Request Hedging: Accelerate Your App by Racing Duplicate Calls

Users notice slow requests; even if 99 % finish quickly, that 1 % “long‑tail” latency can make your app feel sluggish. Request hedging solves this by speculatively firing a second duplicate after a short delay, racing to beat out outliers before they ever impact the UI.

Why the slowest 1 % of requests matter

The time it takes for the slowest 1 % of requests to finish is known as P99 latency. (P99.9 is the slowest 0.1 %, and so on.)
Users are sensitive to slowness. One long request is all it takes for an app to feel sluggish.
In an architectures where a page render hits 50 microservices, one bad service can drag the whole page down.

long tail latency

Google’s Bigtable team discovered that firing a second copy of a read after just 10 milliseconds cut their P99.9 latency by 96 % while adding only 2 % extra traffic. That’s cheaper than a single extra VM instance and far more predictable.

What exactly is request hedging?

Send the original request; if no response arrives within a small hedge delay, send a duplicate to another healthy replica. Return whichever finishes first and cancel the other.

request hedging pattern

Why it works:

Outliers are random. Network hiccups don’t hit every server at once.
Cheap insurance. Most requests finish fast, so the duplicate rarely runs long. You pay a small burst of extra load to avoid a big, visible stall.

How to fit hedging into a Next.js + Sitecore Headless + . NET stack

1. Next.js – browser or Vercel Edge

// lightweight helper (TypeScript)
export async function hedgedFetch(urls: string[], delayMs = 50) {
  const controller = new AbortController();
  const timer = setTimeout(() => {
    if (urls.length > 1) fetch(urls[1], { signal: controller.signal });
  }, delayMs);

  try {
    const winner = await Promise.any(
      urls.map(u => fetch(u, { signal: controller.signal }))
    );
    return winner;
  } finally {
    clearTimeout(timer);
    controller.abort();
  }
}

Example: Hedging a front‑end GraphQL fetch

const response = await hedgedFetch([
  "https://edge-usw.example.com/graphql",
  "https://edge-use.example.com/graphql"
]);
const json = await response.json();

This code races two region endpoints, returns the fastest response, and cancels the slower request via AbortController. Adjust delayMs if your P95 latency is lower than the default 50 ms.

2. Next.js API routes or App Router server actions

Same pattern, but tune delayMs lower (20–30 ms) because the call is already inside the data‑center.

3. Envoy / Istio sidecars

An Envoy or Istio sidecar is a small proxy container that runs alongside your application container in the same Kubernetes pod. All inbound and outbound traffic passes through this proxy, so you can add behaviors such as retries, TLS, rate‑limiting, and request hedging by updating proxy settings instead of touching application code.

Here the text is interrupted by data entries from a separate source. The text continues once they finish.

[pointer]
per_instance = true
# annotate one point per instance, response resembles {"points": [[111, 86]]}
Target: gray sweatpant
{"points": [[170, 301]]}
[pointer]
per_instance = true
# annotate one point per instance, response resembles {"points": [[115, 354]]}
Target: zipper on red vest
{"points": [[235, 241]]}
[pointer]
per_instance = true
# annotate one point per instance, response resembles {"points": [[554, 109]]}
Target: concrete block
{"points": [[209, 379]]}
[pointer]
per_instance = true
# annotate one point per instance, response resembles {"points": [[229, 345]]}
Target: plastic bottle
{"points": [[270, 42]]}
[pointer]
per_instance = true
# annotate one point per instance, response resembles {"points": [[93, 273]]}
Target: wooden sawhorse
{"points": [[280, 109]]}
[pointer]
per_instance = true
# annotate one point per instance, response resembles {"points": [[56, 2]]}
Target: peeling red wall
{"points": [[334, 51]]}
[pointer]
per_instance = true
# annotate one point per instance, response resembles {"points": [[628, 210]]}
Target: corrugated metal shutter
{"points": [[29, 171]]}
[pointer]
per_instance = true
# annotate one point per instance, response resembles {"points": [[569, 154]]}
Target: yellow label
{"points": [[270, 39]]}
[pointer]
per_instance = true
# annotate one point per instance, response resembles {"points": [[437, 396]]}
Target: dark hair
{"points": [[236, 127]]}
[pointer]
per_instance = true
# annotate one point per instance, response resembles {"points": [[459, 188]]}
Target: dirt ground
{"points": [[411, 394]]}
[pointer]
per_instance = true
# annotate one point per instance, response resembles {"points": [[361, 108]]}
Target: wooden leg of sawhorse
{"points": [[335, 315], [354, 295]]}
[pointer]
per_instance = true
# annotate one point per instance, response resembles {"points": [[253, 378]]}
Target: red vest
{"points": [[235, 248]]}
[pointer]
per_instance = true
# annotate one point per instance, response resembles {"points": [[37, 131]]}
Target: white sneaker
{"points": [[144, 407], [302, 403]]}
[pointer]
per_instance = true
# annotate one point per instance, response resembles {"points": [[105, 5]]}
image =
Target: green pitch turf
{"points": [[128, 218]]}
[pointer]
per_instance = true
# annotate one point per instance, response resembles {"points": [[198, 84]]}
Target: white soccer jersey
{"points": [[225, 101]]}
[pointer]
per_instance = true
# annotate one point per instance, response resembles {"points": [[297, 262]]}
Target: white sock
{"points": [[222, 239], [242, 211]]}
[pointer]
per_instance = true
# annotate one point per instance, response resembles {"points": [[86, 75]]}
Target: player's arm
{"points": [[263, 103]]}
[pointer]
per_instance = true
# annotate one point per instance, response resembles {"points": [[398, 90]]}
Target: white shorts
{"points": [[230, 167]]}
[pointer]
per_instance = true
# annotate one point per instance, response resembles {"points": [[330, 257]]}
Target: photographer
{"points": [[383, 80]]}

If you skip sidecars in your Next.js application
You can still hedge browser and server‑side calls by writing helpers (like hedgedFetch) or using Polly/gRPC policies. However, each service must implement and maintain its own logic, and any calls that come into your app from other services will not be hedged, leaving long‑tail spikes unprotected. Over time this scattered approach increases maintenance overhead and risks inconsistent latency behavior across the stack.

route:
  per_filter_config:
    envoy.hedging:
      hedge_on_per_try_timeout: true
      initial_hedge_delay: 0.02s  # 20 ms
      max_requests: 2

Put this in a VirtualService (Istio) or Route Configuration (raw Envoy) to hedge any calls that are safe to repeat without side effects (e.g., GET /product/123), otherwise known as idempotent.

4. .NET back‑end callers

What is gRPC? gRPC (short for Google Remote Procedure Call) is an open‑source framework that lets services invoke functions on other services as though they were local methods. It rides on HTTP/2 for efficient, multiplexed connections, uses Protocol Buffers for small binary messages, and generates type‑safe client and server code in many languages. Built‑in features like deadlines, retries, and hedging policies make it a natural place to enable request hedging without extra plumbing.

gRPC

{
  "methodConfig": [{
    "name": [{ "service": "ProductCatalog" }],
    "hedgingPolicy": {
      "maxAttempts": 2,
      "hedgingDelay": "0.03s",
      "nonFatalStatusCodes": ["UNAVAILABLE", "DEADLINE_EXCEEDED"]
    }
  }]
}

HTTP

builder.Services.AddHttpClient("edge")
    .AddStandardHedgingHandler(o => o.MaxAttempts = 2);

5. Sitecore Experience Edge

Experience Edge already runs in multiple regions. Expose two region‑specific GraphQL URLs to the client and let the hedged fetch pick the fastest.

Roll‑out checklist

Measure first. Capture your current P50, P95, P99, P99.9 latencies per hop.
Pick a hedge delay ≈ P95. Too short wastes capacity, too long misses outliers.
Restrict to idempotent reads. Avoid duplicate writes unless your API supports idempotency keys.
Cap attempts to two. Start small; you rarely need more.
Instrument and watch. Expose metrics like hedged_attempts, cancels, and tail percentiles. Aim for <5 % load overhead.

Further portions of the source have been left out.